The government’s been as good as its word and offered up IR35 for sacrifice discussion. The 11-page document is by no means something that genuine contractors should fear.
For HMRC, the current legislation is not working. The new discussion seeks to create a framework with the input of stakeholders to find out:
- why the current legislation isn’t working;
- how the rules can help better IR35’s implementation;
- what the taxman’s team of auditors need to do next to ensure they’re targeting (and punishing) only those who deserve it.
Okay, hands up. That’s the way I’m reading the document’s scope.
One can only hope that those stakeholders the government listens to share the same outlook. Here’s a bit more translation, without the big words.
The Rationale
The reason the government has launched the IR35 discussion document is because they don’t believe they’re catching ‘disguised employees’. In other words, they’re not getting as much tax from those with a higher earning potential as they’d like.
The document also states that it’s just not fair on an employee if someone doing the same job, yet has gone to the time and effort to create a branded limited company, should retain more of their income.
Yes, they’re going for the sympathy vote, already, trying to whip up the support of employees who may feel wronged. The government shows a worrying lack of comprehension of the sizeable task of creating and operating a limited company – or PSC – in the first instance.
It’s almost as if the government wants everyone back working for the man, despite the lack of flexibility this will give the UK workforce. Not to mention that with more people back on the shop floor, the need for unions will only become stronger. In so many ways, you can see history repeating itself before the cornerstone of the new Tory government has even been laid.
The Options
The government refutes the the allegations that the only option is to ‘abolish’ IR35. They believe that reform can help ‘protect the Exchequer’ from disguised employees claiming tax relief, when they really ought not.
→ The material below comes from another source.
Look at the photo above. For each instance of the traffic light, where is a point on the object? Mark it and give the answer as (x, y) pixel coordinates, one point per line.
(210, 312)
What they are looking at doing is ‘levelling the playing field’. In other words, someone who would otherwise be an employee if it wasn’t for the fact that they were contracting though a PSC would be inside IR35.
Call me stupid, but isn’t that what the legislation has been trying to uphold since its inception in 2000?
The Problem
The government is caught between a rock and a hard place. They need to categorically define employment. They need to say:
- if [worker] meets these conditions, then they’re employed;
- if, on the other hand, they resemble this, then they’re self-employed.
The problem is that to do that, many of the advantages they offer to entice big businesses to make London their home would be in conflict. Many of the expenses MPs claim – for surely they would be employees, too – would become moot.
So unless MPs are prepared to take a huge, massive pay cut (expenses, etc.), then the reforms to IR35 will be minimal.
Going back to what I said, genuine contractors shouldn’t be afraid, I stand by it. But only because I put the greed of MPs before common sense. If the discussion should somehow reflect the truth of the House of Commons, then all limited company contractors should be looking for a second and third client, to prove they’re not the employee of one single client.